CF-Romandie, association romande pour la Communication Facilitée
Case postale 12, CH-1162 St-Prex
www.cf-romandie.ch
[email protected]
CCP 17-377290-5
Questions possibles à travailler aujourd’hui:
Bien évidemment selon l’âge, et peut-être avec vos souvenirs :
- C'est quoi pour vous être une femme ? C'est quoi pour vous être un homme ?
- C’était comment d’être une adolescente ? C’était comment d’être un adolescent ?
- Qu’est-ce que vous appréciez maintenant en vous ? Quelles sont vos qualités (caractère,
physique) ?
Pour viser la valorisation de soi et la confiance en soi dès le début de la table ronde, on
pourrait disposer d’un petit miroir pour ceux et celles qui le veulent pour se regarder
un moment et dire par exemple : J’aime mes cheveux, j’aime mes yeux ?
- De quoi as-tu besoin pour mieux connaître ton corps ?
Nous pensons ici particulièrement aux besoins corporels dans les soins quotidiens, le
besoin de les nommer, d’ avoir des explications concernant l’anatomie génitale, les
phénomènes physiologiques qui ont commencé dans l’adolescence et qui perdurent,
en lien avec des émotions, des sensations nouvelles et bouleversantes parfois, le
besoin d’être touché ou non, massé ou non, et comment et dans quelles parties du
corps, vu dans sa nudité et par qui, mettre des mots sur les ressentis, la liste peut être
longue.
En conclusion : Françoise Vatré souhaite des prises de conscience de la part de toutes les
personnes présentes, y compris les professionnels et les parents.
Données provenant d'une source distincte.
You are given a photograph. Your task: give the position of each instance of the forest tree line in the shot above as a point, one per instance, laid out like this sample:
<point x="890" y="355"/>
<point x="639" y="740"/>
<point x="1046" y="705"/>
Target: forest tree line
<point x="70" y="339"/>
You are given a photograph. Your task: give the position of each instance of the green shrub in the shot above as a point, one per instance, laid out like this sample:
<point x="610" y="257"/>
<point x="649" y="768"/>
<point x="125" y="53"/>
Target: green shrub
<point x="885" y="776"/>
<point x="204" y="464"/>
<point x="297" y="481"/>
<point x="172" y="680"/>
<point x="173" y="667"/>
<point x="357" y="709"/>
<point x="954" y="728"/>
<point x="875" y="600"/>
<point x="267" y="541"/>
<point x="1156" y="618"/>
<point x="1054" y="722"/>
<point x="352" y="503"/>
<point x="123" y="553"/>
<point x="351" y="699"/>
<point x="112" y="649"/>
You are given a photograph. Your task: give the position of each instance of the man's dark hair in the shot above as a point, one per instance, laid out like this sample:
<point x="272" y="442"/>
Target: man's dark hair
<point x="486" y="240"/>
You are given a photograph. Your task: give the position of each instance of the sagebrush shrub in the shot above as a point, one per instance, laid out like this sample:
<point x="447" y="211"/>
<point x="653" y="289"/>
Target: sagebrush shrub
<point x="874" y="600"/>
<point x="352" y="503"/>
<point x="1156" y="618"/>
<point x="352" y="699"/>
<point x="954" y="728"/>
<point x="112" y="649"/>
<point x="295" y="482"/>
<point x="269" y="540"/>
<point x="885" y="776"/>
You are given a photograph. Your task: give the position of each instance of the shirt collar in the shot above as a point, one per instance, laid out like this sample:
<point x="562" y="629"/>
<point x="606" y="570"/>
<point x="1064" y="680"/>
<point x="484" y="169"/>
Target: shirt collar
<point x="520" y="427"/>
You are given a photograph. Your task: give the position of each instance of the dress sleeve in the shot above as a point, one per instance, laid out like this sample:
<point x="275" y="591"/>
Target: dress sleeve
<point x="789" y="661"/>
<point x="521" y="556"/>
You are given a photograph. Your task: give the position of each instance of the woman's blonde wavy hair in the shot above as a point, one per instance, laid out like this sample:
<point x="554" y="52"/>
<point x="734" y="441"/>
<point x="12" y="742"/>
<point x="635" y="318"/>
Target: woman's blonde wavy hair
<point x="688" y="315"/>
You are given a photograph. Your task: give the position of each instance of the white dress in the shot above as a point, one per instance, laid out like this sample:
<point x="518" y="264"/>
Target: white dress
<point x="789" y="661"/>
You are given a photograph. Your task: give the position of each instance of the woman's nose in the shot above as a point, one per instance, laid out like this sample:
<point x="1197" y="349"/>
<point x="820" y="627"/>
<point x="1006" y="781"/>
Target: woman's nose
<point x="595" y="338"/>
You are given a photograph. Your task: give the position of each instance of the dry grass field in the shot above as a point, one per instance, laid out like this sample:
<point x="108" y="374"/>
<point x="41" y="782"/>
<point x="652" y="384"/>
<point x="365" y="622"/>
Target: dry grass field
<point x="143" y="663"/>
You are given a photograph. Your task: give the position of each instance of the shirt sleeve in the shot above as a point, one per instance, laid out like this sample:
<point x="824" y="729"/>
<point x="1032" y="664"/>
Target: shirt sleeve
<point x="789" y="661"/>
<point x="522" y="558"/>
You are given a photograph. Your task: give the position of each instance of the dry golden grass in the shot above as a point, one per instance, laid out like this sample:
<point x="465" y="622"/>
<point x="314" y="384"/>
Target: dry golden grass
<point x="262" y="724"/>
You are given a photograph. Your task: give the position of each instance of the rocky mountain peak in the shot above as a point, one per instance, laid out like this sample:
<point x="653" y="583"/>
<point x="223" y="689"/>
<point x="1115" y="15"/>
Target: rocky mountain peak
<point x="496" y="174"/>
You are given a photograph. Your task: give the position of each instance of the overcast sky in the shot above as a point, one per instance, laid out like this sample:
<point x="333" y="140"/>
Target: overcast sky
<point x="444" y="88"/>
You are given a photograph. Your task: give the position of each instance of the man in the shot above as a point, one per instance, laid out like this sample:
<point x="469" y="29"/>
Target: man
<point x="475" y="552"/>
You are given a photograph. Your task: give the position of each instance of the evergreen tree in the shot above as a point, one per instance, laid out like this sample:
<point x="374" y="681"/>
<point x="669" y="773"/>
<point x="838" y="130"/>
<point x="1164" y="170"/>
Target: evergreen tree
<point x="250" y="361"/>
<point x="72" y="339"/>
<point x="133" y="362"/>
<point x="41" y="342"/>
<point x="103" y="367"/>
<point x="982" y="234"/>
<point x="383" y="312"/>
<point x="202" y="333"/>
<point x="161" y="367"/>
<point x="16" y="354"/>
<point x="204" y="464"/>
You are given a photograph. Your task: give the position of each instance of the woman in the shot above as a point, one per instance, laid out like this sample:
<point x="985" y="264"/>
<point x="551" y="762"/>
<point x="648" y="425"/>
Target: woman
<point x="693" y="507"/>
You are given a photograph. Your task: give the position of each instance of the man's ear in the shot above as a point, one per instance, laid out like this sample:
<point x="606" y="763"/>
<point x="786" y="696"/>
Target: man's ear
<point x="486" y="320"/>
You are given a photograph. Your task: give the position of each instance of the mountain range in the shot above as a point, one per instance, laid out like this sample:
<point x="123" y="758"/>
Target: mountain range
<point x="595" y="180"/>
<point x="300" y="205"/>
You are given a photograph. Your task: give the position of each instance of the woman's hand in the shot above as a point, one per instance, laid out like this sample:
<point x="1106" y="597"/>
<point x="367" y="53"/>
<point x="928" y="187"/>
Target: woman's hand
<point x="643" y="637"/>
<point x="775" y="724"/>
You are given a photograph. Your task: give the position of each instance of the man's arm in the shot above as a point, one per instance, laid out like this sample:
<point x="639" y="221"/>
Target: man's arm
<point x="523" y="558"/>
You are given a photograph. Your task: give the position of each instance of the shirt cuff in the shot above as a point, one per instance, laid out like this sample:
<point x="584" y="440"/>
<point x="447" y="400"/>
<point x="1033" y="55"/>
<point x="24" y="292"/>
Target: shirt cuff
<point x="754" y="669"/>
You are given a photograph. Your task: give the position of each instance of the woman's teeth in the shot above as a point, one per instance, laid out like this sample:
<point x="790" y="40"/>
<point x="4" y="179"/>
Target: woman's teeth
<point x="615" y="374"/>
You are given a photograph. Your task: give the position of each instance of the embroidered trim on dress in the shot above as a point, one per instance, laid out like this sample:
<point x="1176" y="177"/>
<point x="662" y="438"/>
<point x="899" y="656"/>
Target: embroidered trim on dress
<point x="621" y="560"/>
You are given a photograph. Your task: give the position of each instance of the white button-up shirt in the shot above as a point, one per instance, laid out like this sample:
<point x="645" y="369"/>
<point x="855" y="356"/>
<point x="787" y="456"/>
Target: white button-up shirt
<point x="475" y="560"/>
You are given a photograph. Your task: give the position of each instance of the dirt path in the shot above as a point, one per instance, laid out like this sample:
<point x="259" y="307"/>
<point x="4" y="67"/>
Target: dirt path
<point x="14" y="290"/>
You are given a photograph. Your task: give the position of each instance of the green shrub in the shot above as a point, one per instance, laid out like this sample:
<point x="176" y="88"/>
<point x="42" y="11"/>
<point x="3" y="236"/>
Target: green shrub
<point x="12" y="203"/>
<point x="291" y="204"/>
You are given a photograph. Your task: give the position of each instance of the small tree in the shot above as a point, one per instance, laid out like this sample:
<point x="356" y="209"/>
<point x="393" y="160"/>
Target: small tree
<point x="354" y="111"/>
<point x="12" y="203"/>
Et pour les personnes
facilitées, plus particulièrement, favoriser qu’elles se sentent davantage propriétaires
d’elles-mêmes.
Ouverture des débats
Catherine : En préambule deux choses : La première, quelques phrases tapées avec
quelqu'un d'autre que moi qui suis la mère de David et il me semble important d'avoir ce
passage qui a été tapé avec un tiers.
Françoise : Un tiers qui n'est pas un membre familial ?
Catherine : Oui
Françoise : Cela me permet de faire une parenthèse par rapport à vous qui êtes des
professionnels ou des parents. Ce sujet est naturellement encore plus difficile à l'intérieur
d'une famille. Ne soyez pas gênés de votre gêne, elle est bonne, elle est nécessaire. Entre
parents et enfants, quels que soient nos âges, ce sujet est normalement plus difficile qu'avec
des professionnels parce qu'il y a une distance affective trop proche. Les parents peuvent
dire un tas de choses mais il y a des sujets pour lesquels, même s'ils avaient l'idée pour
répondre ou expliquer, c'est trop, trop sensible. Un parent ne peut pas trop en dire sur la
sexualité afin de respecter la distance intergénérationnelle nécessaire dans toutes les
familles. On ne peut ni tout montrer ni tout dire ni tout faire et cela garantit la sécurité
psychique des familles face à l’interdit universel de l’inceste.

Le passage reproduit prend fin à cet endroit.